With the knowledge that newborn mice have no natural gut bacteria, the researchers saw an opportunity to observe how gut bacteria microbes from mice of different ages would affect newborn mice’s vulnerability to infection when transplanted into their guts.
Advanced DNA analysis techniques were used to detect the types and measure the amounts of bacteria in the guts of the mice.
Nunez and colleagues used newborn and adult germ-free mice to carry out a series of experiments. Gut microbe samples were extracted from the feces of 4-day-old, 12-day-old, and 16-day-old normal mice.
The team found that the 16-day-old mice had the most diverse range of gut microbes – including Clostridia and Bacteroides bacteria – which were not observed in the younger mice that were still receiving all their nutrition from their mother’s milk.
Germ-free mice received a transplant of bacteria from either 4-day-old or 16-day-old normal mice. They were then exposed to a strain of Salmonella that would infect the gut only. Of the mice that received the 4-day-old microbes, half of them died. However, none of the mice that received the 16-day-old microbes died.
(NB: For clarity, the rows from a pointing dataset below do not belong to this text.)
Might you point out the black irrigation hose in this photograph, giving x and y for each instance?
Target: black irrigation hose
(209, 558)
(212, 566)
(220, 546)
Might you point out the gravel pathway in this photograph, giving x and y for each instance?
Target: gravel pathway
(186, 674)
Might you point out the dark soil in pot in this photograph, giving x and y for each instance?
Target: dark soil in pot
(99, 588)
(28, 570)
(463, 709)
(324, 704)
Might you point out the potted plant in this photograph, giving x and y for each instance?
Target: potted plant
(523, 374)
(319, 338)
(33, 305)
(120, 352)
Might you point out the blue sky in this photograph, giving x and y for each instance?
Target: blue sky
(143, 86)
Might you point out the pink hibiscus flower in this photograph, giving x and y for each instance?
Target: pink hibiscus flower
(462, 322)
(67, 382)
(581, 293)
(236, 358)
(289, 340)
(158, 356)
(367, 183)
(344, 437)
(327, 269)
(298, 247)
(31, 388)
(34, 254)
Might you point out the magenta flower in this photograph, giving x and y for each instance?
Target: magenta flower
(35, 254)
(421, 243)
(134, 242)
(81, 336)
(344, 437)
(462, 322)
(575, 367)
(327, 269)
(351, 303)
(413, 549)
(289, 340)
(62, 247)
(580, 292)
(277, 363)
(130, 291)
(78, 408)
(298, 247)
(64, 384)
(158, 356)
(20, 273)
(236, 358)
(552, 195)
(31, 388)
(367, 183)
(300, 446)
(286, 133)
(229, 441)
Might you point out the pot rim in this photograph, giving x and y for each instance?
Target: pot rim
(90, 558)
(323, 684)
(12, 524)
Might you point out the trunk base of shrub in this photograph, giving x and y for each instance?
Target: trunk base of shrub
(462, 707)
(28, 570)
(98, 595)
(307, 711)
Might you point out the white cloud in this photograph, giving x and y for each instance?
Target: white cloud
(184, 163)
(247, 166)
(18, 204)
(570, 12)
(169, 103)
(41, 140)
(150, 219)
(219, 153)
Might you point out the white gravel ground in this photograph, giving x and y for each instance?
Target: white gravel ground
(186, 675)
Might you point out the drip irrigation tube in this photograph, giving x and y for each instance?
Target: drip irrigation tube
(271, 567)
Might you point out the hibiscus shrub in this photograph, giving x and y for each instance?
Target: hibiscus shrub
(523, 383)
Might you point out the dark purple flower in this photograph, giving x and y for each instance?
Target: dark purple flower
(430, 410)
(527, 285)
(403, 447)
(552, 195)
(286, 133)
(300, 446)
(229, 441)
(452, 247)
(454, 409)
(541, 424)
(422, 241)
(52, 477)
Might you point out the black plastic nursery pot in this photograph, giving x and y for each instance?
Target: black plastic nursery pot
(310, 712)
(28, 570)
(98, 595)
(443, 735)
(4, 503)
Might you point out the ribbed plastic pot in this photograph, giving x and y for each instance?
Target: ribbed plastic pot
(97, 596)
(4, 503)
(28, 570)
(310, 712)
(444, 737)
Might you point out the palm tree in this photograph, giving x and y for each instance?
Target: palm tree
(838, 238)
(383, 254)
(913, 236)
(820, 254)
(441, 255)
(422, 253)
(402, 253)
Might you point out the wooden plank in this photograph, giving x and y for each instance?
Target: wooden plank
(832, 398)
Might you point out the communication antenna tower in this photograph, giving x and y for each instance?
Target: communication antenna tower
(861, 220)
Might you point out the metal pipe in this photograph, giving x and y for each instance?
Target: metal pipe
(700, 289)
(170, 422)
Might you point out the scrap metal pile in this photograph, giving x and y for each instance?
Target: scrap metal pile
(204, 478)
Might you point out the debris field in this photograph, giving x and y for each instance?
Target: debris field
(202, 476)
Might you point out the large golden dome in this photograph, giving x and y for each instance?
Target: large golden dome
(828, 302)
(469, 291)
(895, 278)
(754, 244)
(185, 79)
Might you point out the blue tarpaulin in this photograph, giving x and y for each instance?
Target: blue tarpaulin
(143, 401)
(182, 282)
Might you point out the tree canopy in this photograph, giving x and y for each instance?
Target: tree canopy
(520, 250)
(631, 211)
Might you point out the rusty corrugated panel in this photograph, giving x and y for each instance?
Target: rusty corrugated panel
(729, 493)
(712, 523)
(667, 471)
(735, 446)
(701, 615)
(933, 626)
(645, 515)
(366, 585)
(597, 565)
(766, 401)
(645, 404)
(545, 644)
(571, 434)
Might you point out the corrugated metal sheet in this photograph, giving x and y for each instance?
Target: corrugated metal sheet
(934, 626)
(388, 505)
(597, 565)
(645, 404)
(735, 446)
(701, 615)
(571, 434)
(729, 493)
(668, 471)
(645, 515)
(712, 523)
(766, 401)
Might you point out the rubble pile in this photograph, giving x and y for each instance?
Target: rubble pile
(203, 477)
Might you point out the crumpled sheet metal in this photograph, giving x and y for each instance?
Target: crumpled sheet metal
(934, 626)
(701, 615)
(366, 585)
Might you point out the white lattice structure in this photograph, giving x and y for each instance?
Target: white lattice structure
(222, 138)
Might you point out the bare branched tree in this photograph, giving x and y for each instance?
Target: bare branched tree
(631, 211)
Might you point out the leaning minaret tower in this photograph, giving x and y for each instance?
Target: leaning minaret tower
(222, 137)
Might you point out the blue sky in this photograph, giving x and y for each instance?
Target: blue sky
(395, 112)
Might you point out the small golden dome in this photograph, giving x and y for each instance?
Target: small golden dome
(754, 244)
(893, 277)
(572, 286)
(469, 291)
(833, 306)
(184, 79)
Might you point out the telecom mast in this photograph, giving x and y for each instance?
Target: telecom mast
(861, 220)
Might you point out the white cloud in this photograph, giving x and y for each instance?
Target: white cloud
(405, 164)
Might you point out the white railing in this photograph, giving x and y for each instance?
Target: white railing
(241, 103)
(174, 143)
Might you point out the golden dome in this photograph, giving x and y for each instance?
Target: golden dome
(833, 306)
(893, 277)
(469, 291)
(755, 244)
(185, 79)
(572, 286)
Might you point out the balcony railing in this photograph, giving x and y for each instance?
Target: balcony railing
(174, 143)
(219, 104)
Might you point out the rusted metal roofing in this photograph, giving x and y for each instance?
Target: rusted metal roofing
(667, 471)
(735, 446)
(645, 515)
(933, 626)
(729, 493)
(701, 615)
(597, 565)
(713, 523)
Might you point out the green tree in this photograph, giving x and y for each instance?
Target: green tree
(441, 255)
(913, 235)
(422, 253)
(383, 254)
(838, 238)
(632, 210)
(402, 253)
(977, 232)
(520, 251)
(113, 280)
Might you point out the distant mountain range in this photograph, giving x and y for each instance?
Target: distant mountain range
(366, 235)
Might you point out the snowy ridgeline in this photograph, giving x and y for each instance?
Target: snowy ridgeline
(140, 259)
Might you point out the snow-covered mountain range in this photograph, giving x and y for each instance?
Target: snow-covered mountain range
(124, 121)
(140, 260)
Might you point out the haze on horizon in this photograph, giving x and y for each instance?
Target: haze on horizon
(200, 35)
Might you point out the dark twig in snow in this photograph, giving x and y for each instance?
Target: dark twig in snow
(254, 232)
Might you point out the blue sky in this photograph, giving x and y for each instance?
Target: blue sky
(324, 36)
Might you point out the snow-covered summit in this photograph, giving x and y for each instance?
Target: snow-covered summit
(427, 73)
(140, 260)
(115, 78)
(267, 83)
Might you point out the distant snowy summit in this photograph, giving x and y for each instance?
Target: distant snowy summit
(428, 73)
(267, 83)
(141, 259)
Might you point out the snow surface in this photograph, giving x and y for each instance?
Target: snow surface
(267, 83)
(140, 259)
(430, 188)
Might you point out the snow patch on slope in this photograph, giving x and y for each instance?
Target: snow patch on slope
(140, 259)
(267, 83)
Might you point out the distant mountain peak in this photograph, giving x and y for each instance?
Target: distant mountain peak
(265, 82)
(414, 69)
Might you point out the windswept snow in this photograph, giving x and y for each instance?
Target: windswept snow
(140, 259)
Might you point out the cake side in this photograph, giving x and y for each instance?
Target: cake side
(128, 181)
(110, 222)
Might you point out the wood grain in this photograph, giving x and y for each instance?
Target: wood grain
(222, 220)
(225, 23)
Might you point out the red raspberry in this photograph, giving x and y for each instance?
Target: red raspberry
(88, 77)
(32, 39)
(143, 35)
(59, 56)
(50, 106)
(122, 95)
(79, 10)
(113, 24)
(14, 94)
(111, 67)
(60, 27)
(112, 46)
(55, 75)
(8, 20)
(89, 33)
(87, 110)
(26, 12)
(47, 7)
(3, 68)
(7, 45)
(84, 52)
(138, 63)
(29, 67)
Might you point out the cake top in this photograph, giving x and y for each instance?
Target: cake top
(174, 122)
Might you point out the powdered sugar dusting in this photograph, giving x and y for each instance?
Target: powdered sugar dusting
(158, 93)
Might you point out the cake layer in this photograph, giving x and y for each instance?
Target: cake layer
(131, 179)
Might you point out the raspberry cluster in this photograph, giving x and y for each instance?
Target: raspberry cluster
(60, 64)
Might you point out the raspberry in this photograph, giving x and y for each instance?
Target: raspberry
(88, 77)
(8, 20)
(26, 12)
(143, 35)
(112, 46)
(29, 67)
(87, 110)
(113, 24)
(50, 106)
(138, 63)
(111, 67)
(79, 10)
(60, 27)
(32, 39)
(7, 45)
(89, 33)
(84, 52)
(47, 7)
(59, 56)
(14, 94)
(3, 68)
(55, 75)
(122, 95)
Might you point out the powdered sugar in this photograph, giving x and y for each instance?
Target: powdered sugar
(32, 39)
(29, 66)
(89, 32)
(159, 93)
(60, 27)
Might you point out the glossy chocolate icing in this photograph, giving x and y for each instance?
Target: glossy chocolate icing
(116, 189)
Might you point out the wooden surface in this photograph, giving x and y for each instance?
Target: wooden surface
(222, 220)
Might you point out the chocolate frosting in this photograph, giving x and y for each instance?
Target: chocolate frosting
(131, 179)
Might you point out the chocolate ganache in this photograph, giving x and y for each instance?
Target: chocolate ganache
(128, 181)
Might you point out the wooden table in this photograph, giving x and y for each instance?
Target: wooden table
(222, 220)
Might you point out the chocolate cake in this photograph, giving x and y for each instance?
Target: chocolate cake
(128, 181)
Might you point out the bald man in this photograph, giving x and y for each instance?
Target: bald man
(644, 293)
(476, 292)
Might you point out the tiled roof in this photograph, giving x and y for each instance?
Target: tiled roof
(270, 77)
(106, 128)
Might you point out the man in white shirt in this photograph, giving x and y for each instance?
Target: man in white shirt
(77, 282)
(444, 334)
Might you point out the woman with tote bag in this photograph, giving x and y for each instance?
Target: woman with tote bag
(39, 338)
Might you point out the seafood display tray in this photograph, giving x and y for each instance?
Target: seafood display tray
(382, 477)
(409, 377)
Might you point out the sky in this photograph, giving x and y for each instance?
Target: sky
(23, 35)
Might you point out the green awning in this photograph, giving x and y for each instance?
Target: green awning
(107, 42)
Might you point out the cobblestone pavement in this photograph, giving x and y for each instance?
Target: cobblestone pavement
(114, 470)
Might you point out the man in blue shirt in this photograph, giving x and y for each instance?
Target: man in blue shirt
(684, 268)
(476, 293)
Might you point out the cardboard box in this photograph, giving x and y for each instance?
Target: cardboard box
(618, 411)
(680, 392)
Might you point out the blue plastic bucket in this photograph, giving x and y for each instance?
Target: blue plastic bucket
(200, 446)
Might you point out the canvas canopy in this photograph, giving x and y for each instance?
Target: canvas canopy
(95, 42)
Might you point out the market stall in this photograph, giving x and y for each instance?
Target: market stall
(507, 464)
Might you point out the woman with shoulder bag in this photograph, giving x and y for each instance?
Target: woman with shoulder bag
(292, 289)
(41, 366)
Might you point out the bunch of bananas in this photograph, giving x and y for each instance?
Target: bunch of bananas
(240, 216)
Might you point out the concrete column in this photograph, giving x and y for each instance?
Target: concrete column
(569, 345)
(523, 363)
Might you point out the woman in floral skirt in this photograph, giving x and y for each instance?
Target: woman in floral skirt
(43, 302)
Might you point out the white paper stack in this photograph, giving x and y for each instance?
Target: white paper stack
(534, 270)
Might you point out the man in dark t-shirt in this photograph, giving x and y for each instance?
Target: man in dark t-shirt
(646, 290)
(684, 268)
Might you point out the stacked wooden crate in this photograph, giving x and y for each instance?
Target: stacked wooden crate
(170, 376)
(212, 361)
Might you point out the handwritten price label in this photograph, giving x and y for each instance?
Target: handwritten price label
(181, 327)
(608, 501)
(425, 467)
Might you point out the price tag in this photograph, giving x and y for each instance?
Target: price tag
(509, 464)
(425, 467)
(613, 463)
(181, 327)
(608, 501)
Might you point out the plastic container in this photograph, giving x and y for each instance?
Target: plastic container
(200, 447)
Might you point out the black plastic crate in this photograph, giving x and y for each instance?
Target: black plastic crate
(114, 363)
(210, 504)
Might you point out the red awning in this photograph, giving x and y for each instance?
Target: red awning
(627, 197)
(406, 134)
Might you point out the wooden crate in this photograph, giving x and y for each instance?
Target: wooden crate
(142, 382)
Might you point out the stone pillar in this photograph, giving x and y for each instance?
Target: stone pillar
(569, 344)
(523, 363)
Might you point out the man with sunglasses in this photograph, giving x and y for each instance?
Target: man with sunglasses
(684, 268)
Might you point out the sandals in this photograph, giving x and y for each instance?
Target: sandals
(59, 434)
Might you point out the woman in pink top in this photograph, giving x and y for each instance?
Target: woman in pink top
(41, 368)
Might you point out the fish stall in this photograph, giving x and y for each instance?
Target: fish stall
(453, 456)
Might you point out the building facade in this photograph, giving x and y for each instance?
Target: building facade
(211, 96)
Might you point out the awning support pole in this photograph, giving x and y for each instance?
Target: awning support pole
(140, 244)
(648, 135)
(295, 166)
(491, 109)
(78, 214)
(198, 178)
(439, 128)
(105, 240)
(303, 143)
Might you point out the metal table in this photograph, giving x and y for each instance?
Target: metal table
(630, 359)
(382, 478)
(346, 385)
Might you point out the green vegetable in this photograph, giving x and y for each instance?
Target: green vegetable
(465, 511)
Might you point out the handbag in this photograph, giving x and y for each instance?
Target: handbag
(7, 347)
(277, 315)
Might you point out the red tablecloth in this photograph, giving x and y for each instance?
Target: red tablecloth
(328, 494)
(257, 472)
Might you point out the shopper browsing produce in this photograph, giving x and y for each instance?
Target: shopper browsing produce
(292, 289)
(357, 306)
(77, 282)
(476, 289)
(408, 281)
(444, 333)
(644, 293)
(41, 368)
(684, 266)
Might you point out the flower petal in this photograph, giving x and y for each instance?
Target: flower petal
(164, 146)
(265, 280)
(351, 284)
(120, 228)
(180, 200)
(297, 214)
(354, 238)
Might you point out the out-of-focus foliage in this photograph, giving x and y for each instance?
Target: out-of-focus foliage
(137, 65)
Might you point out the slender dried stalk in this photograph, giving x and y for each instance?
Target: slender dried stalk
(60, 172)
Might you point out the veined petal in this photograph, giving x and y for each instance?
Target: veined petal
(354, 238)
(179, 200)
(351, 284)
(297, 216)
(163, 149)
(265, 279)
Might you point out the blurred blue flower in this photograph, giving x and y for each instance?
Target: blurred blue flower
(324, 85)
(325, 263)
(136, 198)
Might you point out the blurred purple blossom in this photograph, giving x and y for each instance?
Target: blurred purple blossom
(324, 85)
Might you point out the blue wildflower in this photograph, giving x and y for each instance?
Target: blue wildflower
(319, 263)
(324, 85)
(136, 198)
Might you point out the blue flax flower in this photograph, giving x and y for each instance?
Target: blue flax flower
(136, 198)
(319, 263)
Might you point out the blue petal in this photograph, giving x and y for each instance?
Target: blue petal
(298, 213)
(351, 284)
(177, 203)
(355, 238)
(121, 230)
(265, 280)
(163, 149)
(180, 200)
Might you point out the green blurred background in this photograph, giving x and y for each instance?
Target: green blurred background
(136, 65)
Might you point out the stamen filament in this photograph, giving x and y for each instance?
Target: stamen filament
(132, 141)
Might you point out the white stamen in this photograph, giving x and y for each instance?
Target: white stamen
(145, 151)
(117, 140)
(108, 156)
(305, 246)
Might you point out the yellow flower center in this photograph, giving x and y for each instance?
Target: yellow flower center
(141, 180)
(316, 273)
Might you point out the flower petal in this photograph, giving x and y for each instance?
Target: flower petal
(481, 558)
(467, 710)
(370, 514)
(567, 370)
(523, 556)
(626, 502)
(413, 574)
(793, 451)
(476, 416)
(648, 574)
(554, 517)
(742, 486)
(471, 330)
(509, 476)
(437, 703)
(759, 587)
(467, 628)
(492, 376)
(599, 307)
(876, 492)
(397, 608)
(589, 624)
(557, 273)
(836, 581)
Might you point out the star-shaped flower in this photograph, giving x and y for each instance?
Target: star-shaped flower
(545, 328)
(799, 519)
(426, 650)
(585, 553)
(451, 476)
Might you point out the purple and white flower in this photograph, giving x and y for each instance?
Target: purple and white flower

Next, the investigators tried the same experiment using Citrobacter rodentium – a strain of bacteria similar to the E. coli strains that affect humans. Many of the mice that received the 4-day-old microbes died. The surviving mice were then given a transplant of the 16-day-old microbes, which rapidly decreased the amount of C. rodentium in their guts.
The researchers subsequently wanted to find out what would happen if germ-free mice were given the microbes from a newborn mouse but which contained extra doses of either Clostridia or Bacteroides bacteria. When the groups of mice were exposed to C. rodentium, only the mice that had received Clostridia were able to resist infection.
Similarly, 90 percent of mice that received Clostridia were still alive a week later and after being exposed to Salmonella, compared with those who had not received Clostridia.
Salmonella and E. coli also affect adults, although to a much lesser extent, so the researchers decided to evaluate the consequences of giving vancomycin – an antibiotic that destroys Clostridia and Bacteroides – to adult mice. The Salmonella and C. rodentium thrived in this weakened gut environment.
Nunez and collaborators also compared the roles of the body’s immune system and gut microbes in fighting infection. They achieved this by studying mice with impaired immune systems. The mice were given 4-day-old microbes and exposed to Salmonella. The mice were able to fight off infection despite their weakened immune systems, but only when they received an extra dose of Clostridia.
The final experiment assessed the impact of adding succinate to the drinking water of mice that had received 4-day-old microbes with added Clostridia. Succinate is a salt that bacteria that thrive on oxygen produce as a byproduct. Adding succinate to the mix provided the mice with even better protection against Salmonella, which suggests that Clostridia – that live in the absence of oxygen – feed off the waste products of bacteria that need oxygen, which flourish in the guts of newborns.
Clostridia begin to grow in the gut and prevent the growth of Salmonella and C. rodentium during the time that weaning mice transition from receiving the milk of their mother to being fed solid food. The team is beginning to look at what role breast milk plays in establishing a newborn’s gut microbiome and how weaning to solids transfers microbes from the outside world to the child’s gut.
“Normally, we acquire Clostridia strains in our guts when we begin to eat solids, but this work suggests a window of vulnerability to enteric pathogens in the early stages of life.”
Future work by the University of Michigan Medical School will test the particular strains of Clostridia that are most effective. If, in further studies, the protective role of added Clostridia for newborns is confirmed, there might be potential for a clinical trial in humans to test a combination of strains, Nunez concludes.